I’ve not seen the movie, or the play. I’m not sure that I want to see either, even though I expect that Maggie Smith is magnificent in the movie. I found this book unsettling, as it reminds me of uncomfortable truths, of lives lived on the margin of our supposedly civilized society. I found this book uplifting, too, as Miss Shepherd was more or less able to live her life on her own terms.
‘In the garden she was at least out of harm’s way.’
In a series of short diary entries, in a book of 100 pages, Alan Bennett writes of Miss Mary Shepherd, ‘The Lady in the Van’. A film has been made of this book, as has a play. The book is short enough to read in one sitting, but it isn’t a book to read and forget. Who was Miss Mary Shepherd, and why did she live like this? Would we know anything about her if she hadn’t crossed Alan Bennett’s path?
‘In giving her sanctuary in my garden and landing myself with a tenancy that went on eventually for fifteen years I was never under any illusion that the impulse was purely charitable. And of course it made me furious that I had been driven to such a pass. But I wanted a quiet life as much as, and possibly more than she did.’
Miss Mary Shepherd lived in a succession of vans in author Alan Bennett’s front yard during the 1970s. From Mr Bennett’s description, she was a cantankerous, eccentric and homeless old woman with mental health and hygiene issues living in squalid conditions.
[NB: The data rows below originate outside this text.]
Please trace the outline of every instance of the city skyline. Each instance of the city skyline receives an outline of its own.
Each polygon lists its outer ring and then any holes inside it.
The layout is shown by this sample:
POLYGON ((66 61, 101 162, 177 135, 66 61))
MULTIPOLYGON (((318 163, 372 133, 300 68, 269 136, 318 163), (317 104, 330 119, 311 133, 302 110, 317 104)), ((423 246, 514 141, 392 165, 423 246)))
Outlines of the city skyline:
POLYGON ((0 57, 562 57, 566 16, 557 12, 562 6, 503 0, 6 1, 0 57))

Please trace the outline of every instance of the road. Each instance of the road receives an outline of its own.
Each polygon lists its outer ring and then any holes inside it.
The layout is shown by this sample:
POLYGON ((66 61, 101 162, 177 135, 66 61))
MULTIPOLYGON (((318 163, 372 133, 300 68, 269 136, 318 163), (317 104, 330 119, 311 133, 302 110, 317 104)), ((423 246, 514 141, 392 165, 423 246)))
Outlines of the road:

She was also fiercely independent, not wanting help. Mary Shepherd was a name that she’d adopted, and it wasn’t until after she’d passed away that Alan Bennett found out anything much about her family or her past.
Yet, sad as Miss Shepherd’s situation seems to me, she was clearly engaging with the world on her own terms. How many other Miss (or Mr) Shepherds are there, largely unseen, within our communities?